Senegalese editor Coulibaly convicted in defamation case

New York, April 14, 2011–A magistrate in the Senegalese capital, Dakar, found investigative journalist Abdou Latif Coulibaly guilty of criminal defamation today in connection with 2010 stories alleging fraudulent transactions between an agricultural business and the government, according to local journalists. Coulibaly is already appealing a suspended prison term in connection with a separate defamation case. 

Coulibaly, editor of La Gazette, a private weekly critical of the government, was sentenced to a three-month suspended term, according to local journalists. The magistrate also ordered the journalist to pay 10 million CFA francs (US$21,500) to Abbas Jaber, chief executive officer of the agricultural business Suneor, who filed the complaint. The charges stemmed from stories alleging irregularities in Suneor’s transactions with the government, a claim the company denied.

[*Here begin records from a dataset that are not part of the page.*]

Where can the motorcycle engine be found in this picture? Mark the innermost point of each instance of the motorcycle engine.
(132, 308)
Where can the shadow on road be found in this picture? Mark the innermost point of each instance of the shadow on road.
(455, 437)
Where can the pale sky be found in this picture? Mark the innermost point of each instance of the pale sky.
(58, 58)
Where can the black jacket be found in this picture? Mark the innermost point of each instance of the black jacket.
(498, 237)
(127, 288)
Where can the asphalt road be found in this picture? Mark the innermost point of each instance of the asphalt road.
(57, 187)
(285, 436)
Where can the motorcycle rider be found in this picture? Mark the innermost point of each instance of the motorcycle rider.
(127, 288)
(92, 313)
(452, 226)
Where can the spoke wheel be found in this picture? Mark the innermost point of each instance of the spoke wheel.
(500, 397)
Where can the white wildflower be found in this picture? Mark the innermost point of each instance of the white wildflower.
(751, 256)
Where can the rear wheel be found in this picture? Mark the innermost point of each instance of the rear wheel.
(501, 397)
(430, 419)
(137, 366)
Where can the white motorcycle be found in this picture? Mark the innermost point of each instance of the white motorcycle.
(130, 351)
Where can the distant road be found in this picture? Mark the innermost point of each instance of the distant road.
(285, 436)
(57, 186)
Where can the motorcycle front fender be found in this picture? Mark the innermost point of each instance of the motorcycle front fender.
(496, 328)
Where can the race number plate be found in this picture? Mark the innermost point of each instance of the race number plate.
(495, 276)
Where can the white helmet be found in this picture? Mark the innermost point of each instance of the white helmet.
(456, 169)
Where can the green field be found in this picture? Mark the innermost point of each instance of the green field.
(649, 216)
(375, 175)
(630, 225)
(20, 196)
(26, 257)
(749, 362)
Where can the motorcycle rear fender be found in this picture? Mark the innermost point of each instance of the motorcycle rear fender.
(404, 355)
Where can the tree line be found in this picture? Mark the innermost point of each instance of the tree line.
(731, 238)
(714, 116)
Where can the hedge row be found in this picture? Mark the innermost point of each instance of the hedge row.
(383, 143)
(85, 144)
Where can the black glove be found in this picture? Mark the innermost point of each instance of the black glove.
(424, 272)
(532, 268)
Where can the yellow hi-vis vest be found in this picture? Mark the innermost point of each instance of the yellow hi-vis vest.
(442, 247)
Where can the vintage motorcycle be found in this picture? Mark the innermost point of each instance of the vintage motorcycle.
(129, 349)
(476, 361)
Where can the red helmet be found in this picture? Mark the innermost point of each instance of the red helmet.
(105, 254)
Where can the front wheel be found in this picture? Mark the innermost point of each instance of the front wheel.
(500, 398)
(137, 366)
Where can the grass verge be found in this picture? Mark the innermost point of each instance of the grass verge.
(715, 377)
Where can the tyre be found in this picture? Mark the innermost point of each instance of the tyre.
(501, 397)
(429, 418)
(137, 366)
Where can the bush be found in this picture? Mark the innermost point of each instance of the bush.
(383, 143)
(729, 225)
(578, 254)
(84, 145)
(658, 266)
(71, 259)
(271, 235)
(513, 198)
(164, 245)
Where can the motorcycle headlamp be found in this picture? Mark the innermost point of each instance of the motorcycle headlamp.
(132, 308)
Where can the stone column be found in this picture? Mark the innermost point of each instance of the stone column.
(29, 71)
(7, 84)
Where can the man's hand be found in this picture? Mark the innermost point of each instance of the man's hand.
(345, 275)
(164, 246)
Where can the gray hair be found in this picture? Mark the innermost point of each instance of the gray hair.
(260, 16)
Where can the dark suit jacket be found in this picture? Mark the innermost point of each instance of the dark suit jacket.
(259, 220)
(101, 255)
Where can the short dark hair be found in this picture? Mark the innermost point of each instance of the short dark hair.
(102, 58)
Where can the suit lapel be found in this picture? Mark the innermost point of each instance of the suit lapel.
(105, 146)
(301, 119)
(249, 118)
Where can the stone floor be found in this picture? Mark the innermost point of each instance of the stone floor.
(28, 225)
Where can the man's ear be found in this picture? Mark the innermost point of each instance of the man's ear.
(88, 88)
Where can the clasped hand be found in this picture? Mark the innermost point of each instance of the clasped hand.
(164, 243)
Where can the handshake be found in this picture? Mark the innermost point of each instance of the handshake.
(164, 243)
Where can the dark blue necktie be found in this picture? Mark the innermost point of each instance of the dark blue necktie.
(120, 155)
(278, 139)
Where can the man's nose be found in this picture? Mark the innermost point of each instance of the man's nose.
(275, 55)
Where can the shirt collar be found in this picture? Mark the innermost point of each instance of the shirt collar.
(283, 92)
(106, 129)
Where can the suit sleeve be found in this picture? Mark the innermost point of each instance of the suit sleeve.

Coulibaly is expected to appeal today’s ruling, journalists said.

“A democracy such as Senegal should not be resorting to criminal defamation statutes to jail and silence critical journalists,” said CPJ Africa Advocacy Coordinator Mohamed Keita. “We urge the appeals court to overturn this criminal conviction.”

In November 2010, a magistrate handed Coulibaly a suspended two-month prison sentence and ordered him to pay 10 million CFA francs in damages to presidential adviser Thierno Ousmane Sy over stories alleging malfeasance in a mobile telecom deal, according to CPJ research.